For some reason, the smallest birds seemed to be most evident on a hot morning. On the Walnut Lane, two juvenile House Wrens (Troglodytes aedon) took a dust bath, no doubt trying to rid themselves of the mites that pester birds this time of year. Wren adults often put spider egg casings in their nests so the spiders will consume the mites that bother the nestlings. But once out of the nest, the young have to cope with them on their own.
The male wren sings beautifully in the spring and summer when he is courting. Have a listen at this link where it says “Typical Voice.” Once the nestlings are born, his song is much softer and shorter.
During nesting, you’ll see males and females neatly carrying little fecal sacks, like diapers, out of the nest to keep it tidy as they fly back and forth to feed the young. The adults defend the nest, scolding vigorously if an an intruder comes near. Once the nestlings fledge, the pair stays with them and feeds them for a couple of weeks. The female may then head off to start a second brood with her first partner or another. The male cleans out old nests in the area as potential sites and begins singing again. The young, like the dust bathing ones above, are generally hard to see – very quiet, huddling in the leaves in low bushes.
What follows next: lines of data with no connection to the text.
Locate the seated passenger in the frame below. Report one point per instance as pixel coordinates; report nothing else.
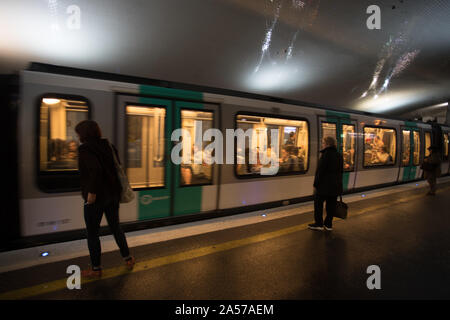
(378, 143)
(291, 140)
(383, 156)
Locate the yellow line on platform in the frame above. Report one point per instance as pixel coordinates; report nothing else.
(183, 256)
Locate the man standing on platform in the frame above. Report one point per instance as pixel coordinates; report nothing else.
(327, 184)
(432, 168)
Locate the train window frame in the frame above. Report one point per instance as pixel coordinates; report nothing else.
(165, 160)
(383, 166)
(445, 157)
(356, 143)
(213, 167)
(277, 116)
(55, 181)
(403, 148)
(425, 142)
(420, 147)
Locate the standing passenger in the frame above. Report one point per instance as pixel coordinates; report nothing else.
(327, 184)
(101, 189)
(432, 168)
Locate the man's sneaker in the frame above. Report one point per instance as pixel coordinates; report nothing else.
(91, 274)
(130, 263)
(315, 226)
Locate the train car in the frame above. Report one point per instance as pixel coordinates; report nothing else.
(139, 116)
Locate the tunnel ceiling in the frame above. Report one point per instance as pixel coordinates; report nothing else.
(315, 51)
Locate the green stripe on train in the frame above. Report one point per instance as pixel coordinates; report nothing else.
(156, 203)
(340, 118)
(409, 172)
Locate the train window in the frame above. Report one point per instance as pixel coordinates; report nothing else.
(379, 146)
(416, 153)
(293, 143)
(445, 146)
(427, 143)
(328, 130)
(198, 171)
(58, 142)
(406, 151)
(348, 146)
(145, 146)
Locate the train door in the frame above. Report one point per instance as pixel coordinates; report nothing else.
(144, 137)
(410, 155)
(195, 182)
(344, 131)
(144, 127)
(445, 168)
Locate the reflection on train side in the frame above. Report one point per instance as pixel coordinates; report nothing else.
(348, 146)
(145, 146)
(293, 143)
(58, 142)
(198, 171)
(406, 147)
(416, 152)
(379, 146)
(427, 143)
(446, 146)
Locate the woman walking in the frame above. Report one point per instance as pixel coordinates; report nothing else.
(101, 189)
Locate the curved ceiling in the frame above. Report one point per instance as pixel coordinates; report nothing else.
(310, 50)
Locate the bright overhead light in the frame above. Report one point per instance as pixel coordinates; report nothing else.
(51, 101)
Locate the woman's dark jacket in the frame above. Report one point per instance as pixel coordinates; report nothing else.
(328, 179)
(98, 173)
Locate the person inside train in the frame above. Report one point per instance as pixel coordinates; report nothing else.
(291, 139)
(348, 160)
(327, 184)
(101, 190)
(286, 161)
(378, 144)
(431, 167)
(383, 156)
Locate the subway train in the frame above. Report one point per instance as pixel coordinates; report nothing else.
(138, 115)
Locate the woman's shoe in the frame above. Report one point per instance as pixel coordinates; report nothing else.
(130, 263)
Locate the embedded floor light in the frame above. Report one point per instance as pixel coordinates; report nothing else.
(50, 101)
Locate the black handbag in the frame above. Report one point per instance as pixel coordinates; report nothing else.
(341, 209)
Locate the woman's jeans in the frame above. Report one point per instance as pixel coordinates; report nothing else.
(331, 202)
(93, 214)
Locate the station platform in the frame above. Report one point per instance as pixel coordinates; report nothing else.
(269, 254)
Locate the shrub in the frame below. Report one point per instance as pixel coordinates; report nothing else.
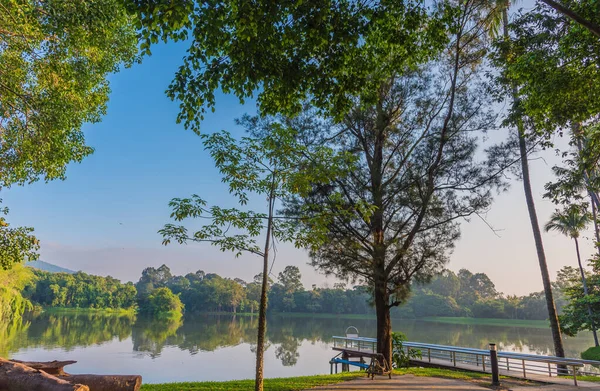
(401, 356)
(592, 353)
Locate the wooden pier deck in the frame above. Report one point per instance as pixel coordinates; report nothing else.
(543, 369)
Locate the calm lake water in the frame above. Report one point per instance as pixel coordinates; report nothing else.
(214, 347)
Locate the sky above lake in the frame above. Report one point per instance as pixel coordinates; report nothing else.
(104, 218)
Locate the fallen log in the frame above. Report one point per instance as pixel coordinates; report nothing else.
(50, 367)
(107, 382)
(19, 377)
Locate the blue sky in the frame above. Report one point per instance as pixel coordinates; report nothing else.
(104, 218)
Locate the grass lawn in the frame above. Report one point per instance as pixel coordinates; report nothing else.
(543, 324)
(592, 353)
(595, 379)
(306, 382)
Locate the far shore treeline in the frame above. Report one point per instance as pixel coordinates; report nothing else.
(159, 293)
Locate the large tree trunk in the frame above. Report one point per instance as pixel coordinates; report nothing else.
(384, 324)
(585, 292)
(535, 226)
(106, 382)
(50, 367)
(19, 377)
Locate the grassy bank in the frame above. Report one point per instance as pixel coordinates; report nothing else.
(306, 382)
(542, 324)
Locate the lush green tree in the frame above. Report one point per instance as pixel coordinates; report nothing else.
(291, 279)
(416, 172)
(265, 164)
(17, 245)
(510, 90)
(571, 222)
(162, 303)
(55, 57)
(576, 315)
(81, 290)
(286, 52)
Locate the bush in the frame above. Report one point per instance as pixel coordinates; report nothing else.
(592, 353)
(401, 357)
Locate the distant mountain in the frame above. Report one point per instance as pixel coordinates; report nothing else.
(48, 267)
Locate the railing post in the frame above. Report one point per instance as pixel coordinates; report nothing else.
(494, 362)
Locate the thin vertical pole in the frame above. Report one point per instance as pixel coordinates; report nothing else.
(494, 362)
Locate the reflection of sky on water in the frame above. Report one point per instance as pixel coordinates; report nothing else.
(220, 348)
(174, 364)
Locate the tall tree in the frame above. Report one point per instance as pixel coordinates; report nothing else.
(571, 222)
(516, 119)
(415, 141)
(55, 57)
(265, 164)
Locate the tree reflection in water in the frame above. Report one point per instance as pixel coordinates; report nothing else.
(206, 333)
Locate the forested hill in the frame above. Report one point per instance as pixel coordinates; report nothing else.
(448, 294)
(48, 267)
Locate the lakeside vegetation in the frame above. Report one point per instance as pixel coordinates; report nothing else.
(372, 137)
(307, 382)
(450, 297)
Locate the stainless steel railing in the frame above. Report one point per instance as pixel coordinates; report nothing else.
(520, 363)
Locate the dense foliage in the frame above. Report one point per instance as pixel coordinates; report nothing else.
(464, 294)
(80, 290)
(12, 302)
(55, 57)
(161, 302)
(582, 311)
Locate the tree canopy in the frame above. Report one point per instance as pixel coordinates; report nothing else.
(55, 57)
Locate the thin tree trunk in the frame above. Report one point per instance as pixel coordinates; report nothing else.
(595, 217)
(576, 129)
(384, 324)
(535, 226)
(262, 313)
(539, 246)
(585, 292)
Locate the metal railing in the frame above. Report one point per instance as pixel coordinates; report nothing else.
(520, 363)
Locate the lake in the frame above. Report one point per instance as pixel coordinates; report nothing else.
(219, 347)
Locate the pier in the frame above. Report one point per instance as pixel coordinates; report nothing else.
(526, 366)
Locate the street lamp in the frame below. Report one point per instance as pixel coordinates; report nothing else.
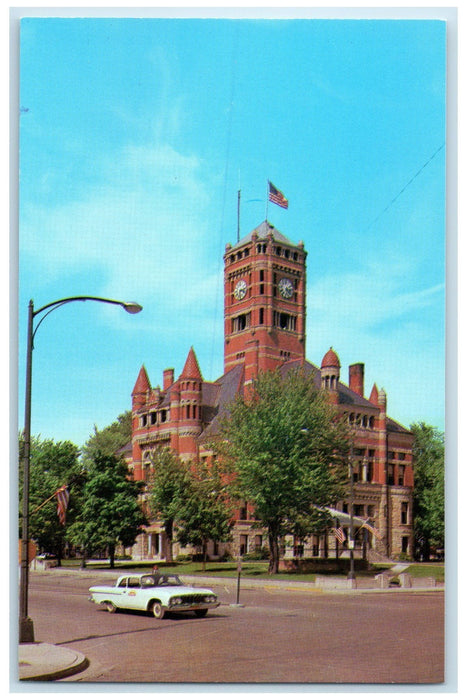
(26, 629)
(351, 574)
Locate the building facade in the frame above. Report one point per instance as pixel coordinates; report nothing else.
(264, 329)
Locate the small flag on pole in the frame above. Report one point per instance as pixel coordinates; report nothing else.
(63, 496)
(339, 534)
(277, 197)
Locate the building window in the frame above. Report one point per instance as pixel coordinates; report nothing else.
(404, 513)
(286, 322)
(298, 547)
(240, 323)
(400, 478)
Another tiny fledgling , the Blue-gray Gnatcatcher (Polioptila caerulea) hopped in the branches along the path leading into the park from Snell. Perhaps you can see how tentative it looks; it may be out on its own for the first time. But no doubt the adults are close by, keeping an eye on their fledgling and feeding as necessary.
Small, Yellow Adults Sing – One Saying Goodbye, Another Still Nesting!
Although not a juvenile, another tiny bird is singing its farewells all over the park. I mentioned the Common Yellowthroat (Geothlypis trichas) in the spring when its bright yellow breast and black mask are easier to see in the bare branches. I cannot seem to spot it among the leaves now, but I often hear its “witchety, witchety, witchety” call (hear “Typical Voice” at this link) when I ‘ve been near water in the park lately. Listen soon, because Yellowthroats molt in early August and after that, they leave us for warmer climes.
American Goldfinches (Spinus tristis) are nesting now, when thistle down is available for lining the nest and thistle seed, a preferred food, is available to feed the young. The males are singing shorter songs than they did when pairing up and establishing territory in the spring. But surprisingly, both male and female Goldfinches sing while flying, a rare thing in the bird world. It pays to stop and listen when you see their bobbing, undulating flight or watch them balancing on a thin stalk to eat seed.
August is the time for grasshoppers galore! This week I think I spotted the pale instar (immature stage of metamorphosis) of a Carolina Grasshopper (Dissosteira carolina). I only saw it because I spotted its black/brown wings in short flight at my feet. Once it landed , it was beautifully camouflaged in the gray dust of the trail, looking like a dry stick among the pebbles and short grass. But if I’m right, before long, it will molt again into the big cinnamon brown body it sports in August. Though I diligently perused the amazing grasshopper reference book provided by a commenter, I still cannot be sure about grasshopper ID’s – so feel free to set me straight!
And what I think are the smaller instars of the Red-legged Grasshopper (Melanoplus femurrubrum) spring here and there in the grass as well. When fully developed later in August, it will have a green head, golden abdomen and bright red legs – if I’ve identified it correctly!
So come out in the earlier morning to enjoy the dew drops or brave the heat at midday if you relish summer sun. There’s always something to surprise and delight you at Bear Creek.
*Quick footnote: My sources for information, as well as Oakland Township Stewardship Manager Dr. Ben VanderWeide, are as follows: Stokes Nature Guides: A Guide to Bird Behavior Volumes 1-3, Allaboutbirds.org, the website of the Cornell Ornithology Lab at Cornell University; Wikipedia; http://www.butterfliesandmoths.org; Herbarium of the University of Michigan at michiganflora.net.; various Michigan Field Guides by Stan Tekiela; Butterflies of Michigan Field Guide by Jaret C. Daniels, and invaluable wildflower identification from local expert, Maryann Whitman.